Asia Pacific Security Market Grew 28.3 Percent in 2008
Security has been and still is a problem for computer users both for the corporate and personal users. Threats like malwares and trojans are still in the wild waiting for their next prey. Data loss to corporate users is one big problem that may hinder their operations as well. So how aware and prepared are we in as far as security is concerned?
According to Gartner, Inc, the Asia Pacific security market grew at a solid rate of 28.3 percent in 2008, down from 36 percent in 2007. Despite a slower growth rate, the results show that the security market did not suffer a significant impact from the economic downturn.
Data security and privacy, along with the need to protect IT infrastructure from the ever increasing rise in sophisticated and targeted attacks in Asia Pacific, were among the key drivers fueling the growth of IT security software spending. For organizations operating in mature markets such as Australia, Singapore and Hong Kong, compliance was a major driver.
The secure Web gateway (SWG), security information event management (SIEM) and e-mail security market segments demonstrated the highest growth at 48 percent, 31.1 percent and 29.4 percent, respectively. Consumer security and enterprise endpoint protection remained the two largest sub-segments of the Asia Pacific security market in 2008, totaling US$1.08 billion.
In 2008, the largest security markets in Asia Pacific were (in order) China, Australia and South Korea. Achieving over 30 percent growth, the most dynamic countries were China, Indonesia and Vietnam.
As the biggest security market in Asia Pacific, China had the fastest growth of 39.4 per cent. Cheung attributed this to the high growth of local security players, such as Rising and Kingsoft, the heavy spending on Olympic Games in 2008 and the rapid increase in foreign investments. Other drivers included the modernization of IT infrastructure and domestic demand in the country.
The top five vendors held nearly half of the market at 47.8 percent. The combined top five vendors’ market share is gradually falling in favour of smaller players, a sign that security remains a dynamic market where smaller players, new entrants and specialist vendors rise to become an effective challenge to the established leaders.
Symantec continued to be the market leader, accounting for 22 percent of security software revenue in Asia Pacific in 2008. However, the company’s market share was down from 2007 when it accounted for 22.8 per cent of the market. TrendMicro is in second for 10.3 percent. McAfee came in third with 7.3 percent but it experienced the strongest growth rate among the top five vendors, as its revenue increased 30.1 percent in 2008. EMC came in fourth with 6,2 percent, followed by IBM with 5.2 percent.
Emerging markets in Asia Pacific are expected to provide the highest growth opportunities over the coming years, although the more mature markets are expected to provide sustainable levels of investment.

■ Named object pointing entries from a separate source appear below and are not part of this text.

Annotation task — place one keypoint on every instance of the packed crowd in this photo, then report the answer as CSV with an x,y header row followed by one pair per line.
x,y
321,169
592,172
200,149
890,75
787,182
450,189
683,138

Purchasing attitudes point to an increase in popularity in security products delivered as software as a service (SaaS) or as an appliance, particularly for certain technologies such as e-mail security and SWG.
Estimates for 2009 predict that security will produce good growth levels, although the full impact of the global economic recession will result in a decrease in spending and the fall of growth rates to around half the levels achieved in 2008.